The case described above falls under the Type B2 classification as there were 2 separate appendices attached via separate bases onto the cecum. The duplicate appendix was located over the taenia-coli. Type B2 is the most frequently reported duplication of the appendix.18 

Reports of appendicitis in patients with a duplicated appendix are rare in the literature, however, it is likely that many cases are missed simply because the second appendix was never identified.
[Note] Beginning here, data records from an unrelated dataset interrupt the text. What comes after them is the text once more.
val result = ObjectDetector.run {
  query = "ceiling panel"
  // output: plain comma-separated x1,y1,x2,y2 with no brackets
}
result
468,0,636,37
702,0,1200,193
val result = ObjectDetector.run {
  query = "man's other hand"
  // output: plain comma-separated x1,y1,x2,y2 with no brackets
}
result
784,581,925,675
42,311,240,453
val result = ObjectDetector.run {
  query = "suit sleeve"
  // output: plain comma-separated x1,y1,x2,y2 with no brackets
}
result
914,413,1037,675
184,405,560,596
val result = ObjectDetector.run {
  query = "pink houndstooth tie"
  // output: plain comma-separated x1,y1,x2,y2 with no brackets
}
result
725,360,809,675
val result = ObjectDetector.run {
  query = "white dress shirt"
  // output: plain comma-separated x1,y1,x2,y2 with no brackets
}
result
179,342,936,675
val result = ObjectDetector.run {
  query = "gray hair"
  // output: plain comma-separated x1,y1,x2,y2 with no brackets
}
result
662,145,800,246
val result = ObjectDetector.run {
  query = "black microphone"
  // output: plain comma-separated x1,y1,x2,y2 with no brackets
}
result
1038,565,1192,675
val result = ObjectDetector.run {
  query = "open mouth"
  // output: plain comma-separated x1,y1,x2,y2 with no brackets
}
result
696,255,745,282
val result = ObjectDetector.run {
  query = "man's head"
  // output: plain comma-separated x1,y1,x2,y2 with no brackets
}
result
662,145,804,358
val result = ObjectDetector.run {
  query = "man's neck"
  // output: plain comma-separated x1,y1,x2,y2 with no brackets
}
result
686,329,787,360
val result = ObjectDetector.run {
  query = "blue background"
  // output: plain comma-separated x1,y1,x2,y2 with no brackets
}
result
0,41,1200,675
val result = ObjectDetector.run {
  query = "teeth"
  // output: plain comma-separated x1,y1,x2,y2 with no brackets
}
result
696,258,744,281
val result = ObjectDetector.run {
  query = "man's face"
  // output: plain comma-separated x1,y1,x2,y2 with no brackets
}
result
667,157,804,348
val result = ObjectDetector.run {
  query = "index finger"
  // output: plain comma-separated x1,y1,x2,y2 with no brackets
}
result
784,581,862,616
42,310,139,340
Retrocecal appendices and type B duplications are most likely to remain unnoticed.17  Identification of the anomaly can be further confounded when the clinical presentation mimics other conditions, such as adenocarcinoma of the colon,19  small bowel obstruction, volvulus, or intussusception.20  In cases where appendiceal duplication is suspected, histopathologic examination must show a complete and separate inner circular and outer longitudinal muscle layer and the appropriate amount and arrangement of lymphoid tissue to differentiate a duplicate appendix from an appendiceal or solitary cecal diverticulum.21 

Appendiceal duplication should be in the differential diagnosis when a clinical diagnosis of acute appendicitis does not correlate with the operative finding of a normal looking appendix. Although a very rare entity, ensuring its absence would prevent diagnostic ambiguity. It is recommended that if multiple appendices are located, all of them should be removed to avoid any diagnostic ambiguity in the evaluation of abdominal pain in future. This would also avoid any medicolegal ramifications of a “previously removed” appendix.22 

Although appendiceal duplication occurs very rarely, awareness of this congenital anomaly and thorough intraoperative inspection are critical to avoid the potential consequences of missing a second appendix, as well as any associated congenital anomalies, and to minimize confusion with other intra-abdominal structures.